Anche il medico legale Massimo Rizzo, che ha coordinato sia i soccorsi che le attività di identificazione delle salme, ha rievocato la scena del disastro. «Abbiamo allestito un campo necroscopico secondo la metodologia già sperimentata in altri disastri in Calabria». Ma «Quello di Steccato è stato il più grande», a detta di un professionista che ha visto di tutto, dall’alluvione di Soverato all’affondamento della nave spagnola agli undici dispersi nelle acque della Locride. L’urgenza era quella di «salvare quante più vite possibili».

La causa del decesso di «gran parte» delle vittime è l’asfissia da annegamento. Il medico legale, rispondendo all’avvocato Verri, ha affermato che «non risulta» che vi siano morti da ipotermia. Eppure proprio l’avvocato Verri assiste un giovane che ha perso il fratellino col quale è rimasto tre ore in mare, nelle gelide acque di Steccato. Il medico legale ha ipotizzato l’attacco di panico tra le cause della morte. Ma i soccorritori hanno continuato a recuperare salme fino a 50 giorni dopo la tragedia, e il medico legale ha precisato che dopo due settimane i segni di annegamento non sono evidenti ma «aspecifici e indiretti».

Non ha aggiunto molto, rispetto a quanto è già in atti, l’ammiraglio in pensione Salvatore Carannante, consulente della Procura la cui relazione è stata data per acquisita. Il perito ha fatto una precisazione su un refuso nei decimali delle coordinate dell’avvistamento della Summer Love, il caicco affondato quasi un anno fa. La sua consulenza, come si ricorderà, è incentrata sulla tesi dell’approssimazione delle informazioni fornite da Frontex, ritenute «poco attendibili e fuorvianti», circa la determinazione della rotta e della velocità dell’imbarcazione poi schiantatasi contro quella maledetta secca.

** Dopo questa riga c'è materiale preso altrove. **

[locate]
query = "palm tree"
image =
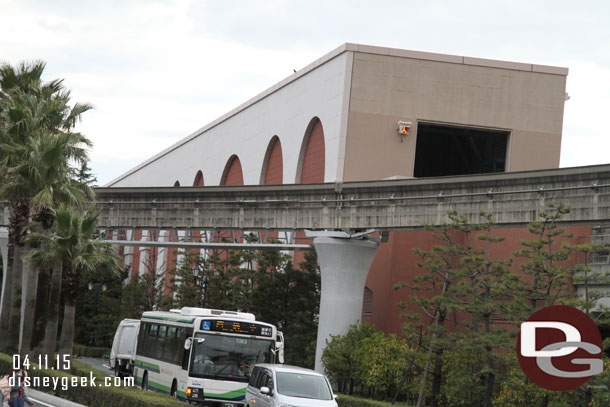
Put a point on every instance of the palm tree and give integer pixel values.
(73, 249)
(37, 152)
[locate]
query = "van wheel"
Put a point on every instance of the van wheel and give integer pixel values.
(174, 391)
(145, 381)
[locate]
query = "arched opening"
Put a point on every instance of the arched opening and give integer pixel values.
(312, 156)
(272, 172)
(232, 174)
(198, 182)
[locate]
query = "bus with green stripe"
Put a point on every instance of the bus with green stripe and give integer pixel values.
(203, 356)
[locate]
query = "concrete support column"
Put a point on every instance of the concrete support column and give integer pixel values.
(344, 265)
(4, 252)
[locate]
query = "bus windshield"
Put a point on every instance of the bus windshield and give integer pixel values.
(228, 357)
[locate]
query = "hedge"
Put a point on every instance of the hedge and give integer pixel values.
(91, 351)
(355, 401)
(99, 396)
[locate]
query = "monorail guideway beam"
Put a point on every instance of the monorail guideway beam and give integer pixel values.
(344, 265)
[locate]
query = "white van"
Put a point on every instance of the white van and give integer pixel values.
(123, 352)
(283, 385)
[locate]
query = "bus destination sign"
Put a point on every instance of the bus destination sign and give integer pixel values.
(236, 327)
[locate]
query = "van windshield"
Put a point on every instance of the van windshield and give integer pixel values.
(228, 357)
(303, 385)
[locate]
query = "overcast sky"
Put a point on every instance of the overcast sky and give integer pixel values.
(156, 71)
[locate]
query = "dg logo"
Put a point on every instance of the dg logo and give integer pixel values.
(560, 348)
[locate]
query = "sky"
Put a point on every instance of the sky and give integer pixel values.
(156, 71)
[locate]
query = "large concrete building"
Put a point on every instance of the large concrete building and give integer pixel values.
(370, 113)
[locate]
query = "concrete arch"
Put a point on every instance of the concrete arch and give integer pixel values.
(232, 174)
(198, 181)
(312, 157)
(272, 172)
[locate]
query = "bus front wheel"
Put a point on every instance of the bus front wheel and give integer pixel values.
(145, 381)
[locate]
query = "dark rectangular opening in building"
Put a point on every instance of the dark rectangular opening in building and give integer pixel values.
(448, 150)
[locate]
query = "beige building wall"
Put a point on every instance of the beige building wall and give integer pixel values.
(391, 85)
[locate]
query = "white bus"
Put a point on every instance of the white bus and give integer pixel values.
(203, 356)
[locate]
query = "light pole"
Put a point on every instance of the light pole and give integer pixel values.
(203, 284)
(97, 303)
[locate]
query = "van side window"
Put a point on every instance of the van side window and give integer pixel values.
(254, 376)
(260, 378)
(267, 380)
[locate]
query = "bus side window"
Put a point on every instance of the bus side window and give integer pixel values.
(183, 334)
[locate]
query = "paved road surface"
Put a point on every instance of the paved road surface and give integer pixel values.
(99, 364)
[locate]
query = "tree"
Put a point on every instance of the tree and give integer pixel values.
(342, 357)
(76, 247)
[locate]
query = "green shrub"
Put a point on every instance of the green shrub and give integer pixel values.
(99, 396)
(354, 401)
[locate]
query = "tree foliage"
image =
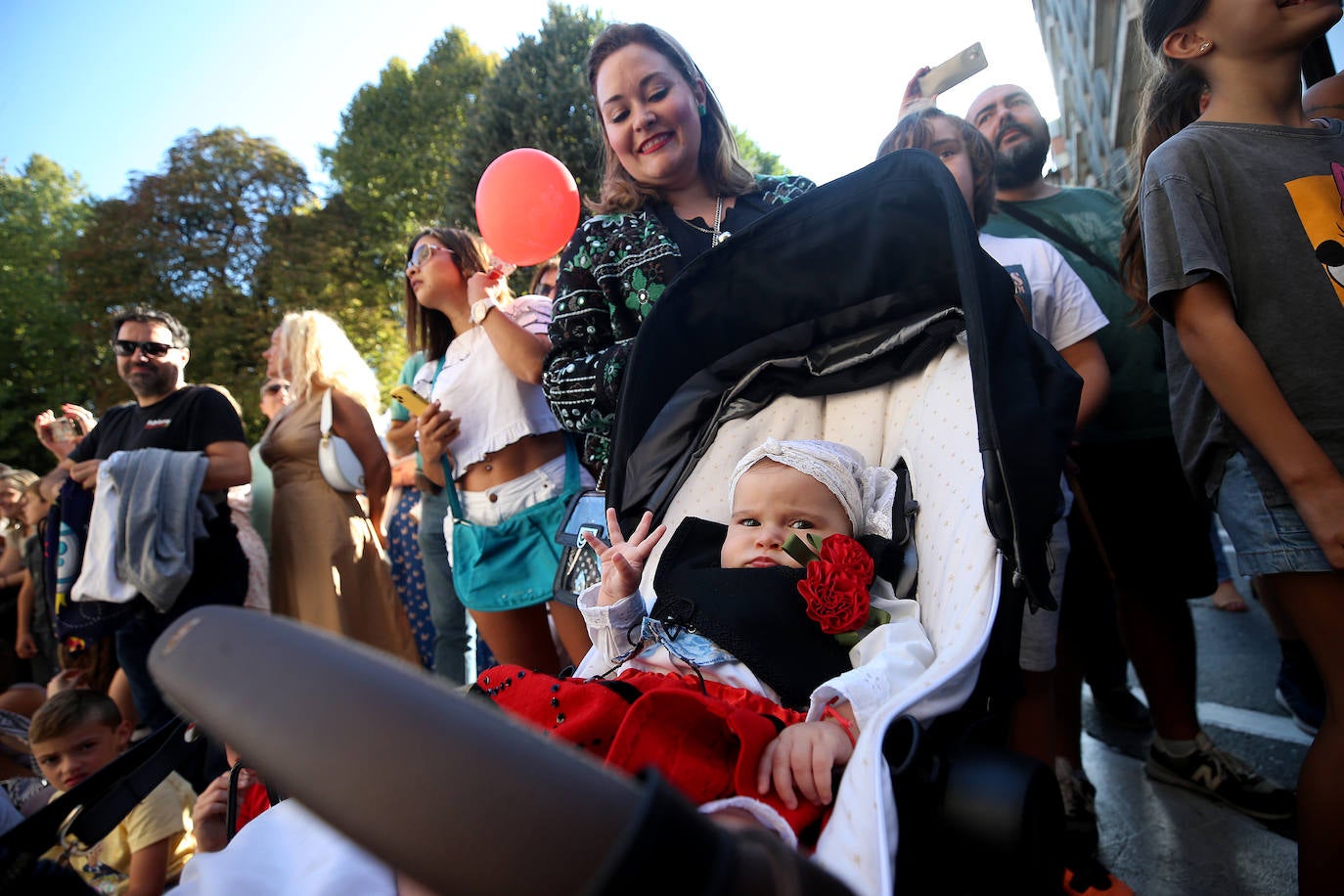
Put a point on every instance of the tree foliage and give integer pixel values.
(392, 156)
(538, 97)
(42, 215)
(227, 236)
(191, 240)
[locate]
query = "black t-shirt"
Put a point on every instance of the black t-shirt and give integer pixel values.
(190, 420)
(187, 421)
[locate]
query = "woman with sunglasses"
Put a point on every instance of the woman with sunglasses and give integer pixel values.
(674, 187)
(487, 439)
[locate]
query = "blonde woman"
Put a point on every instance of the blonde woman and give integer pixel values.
(327, 563)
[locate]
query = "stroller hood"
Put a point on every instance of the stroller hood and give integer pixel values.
(859, 283)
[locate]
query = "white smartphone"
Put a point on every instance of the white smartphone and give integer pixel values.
(410, 399)
(952, 72)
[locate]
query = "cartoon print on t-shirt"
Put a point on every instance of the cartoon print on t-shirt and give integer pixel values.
(1020, 289)
(1320, 205)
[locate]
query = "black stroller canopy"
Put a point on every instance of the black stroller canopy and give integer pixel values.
(855, 284)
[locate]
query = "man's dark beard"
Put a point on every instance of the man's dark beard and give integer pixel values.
(1020, 164)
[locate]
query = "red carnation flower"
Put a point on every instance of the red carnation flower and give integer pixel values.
(836, 586)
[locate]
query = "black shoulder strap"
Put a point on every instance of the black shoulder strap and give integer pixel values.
(93, 808)
(1067, 241)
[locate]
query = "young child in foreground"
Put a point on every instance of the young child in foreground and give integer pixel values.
(74, 735)
(786, 664)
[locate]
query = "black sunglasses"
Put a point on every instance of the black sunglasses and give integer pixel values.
(125, 348)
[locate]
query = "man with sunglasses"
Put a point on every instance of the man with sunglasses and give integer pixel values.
(152, 349)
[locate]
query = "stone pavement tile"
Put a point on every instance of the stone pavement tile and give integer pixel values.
(1164, 841)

LE CONTESTAZIONI DELLA DIFESA

L’avvocato Salvatore Perri, difensore di Ishaq Hassnan, di 22 anni (dichiaratosi inizialmente minorenne ma poi smascherato), uno dei presunti scafisti, ha sollevato una questione sulle modalità di attribuzione di alcune chat. Gli inquirenti ritengono che l’imputato fosse a disposizione di un’organizzazione transnazionale dedita alla tratta di migranti lungo la rotta balcanica e che, oltre ad aver avuto un ruolo nella traversata terminata tragicamente il 26 febbraio scorso, avrebbe reclutato migranti per altri viaggi della speranza.
Per questo, tra i nuovi atti depositati dal pm, c’è la trascrizione dei messaggi audio scambiati dall’imputato con persone che “prenotavano” i viaggi sulle carrette del mare. Alla prossima udienza, ha replicato il pm, relazionerà un investigatore della Squadra Mobile sulle modalità di attribuzione dei messaggi, ma il legale ha preannunciato che potrebbe chiedere una perizia per la traduzione del contenuto.
Intanto, si sono costituiti altri due superstiti pakistani, assistiti dagli avvocati Gianfranco D’Ettoris e Nicola Colacino.

In apertura di udienza, il presidente D’Ambrosio ha augurato buon lavoro alla giudice Chiara Daminelli, che soltanto il giorno prima aveva giurato e che da ieri compone il collegio giudicante in seguito alla destinazione ad altra sede di un altro magistrato. Il suo primo processo è proprio quello sul naufragio di Cutro. Non a caso i vertici della magistratura crotonese, durante la cerimonia di insediamento, hanno sottolineato che un Tribunale di frontiera come quello di Crotone è una palestra formativa per i giudici di prima nomina. L’esordio in aula della giudice Daminelli lo conferma.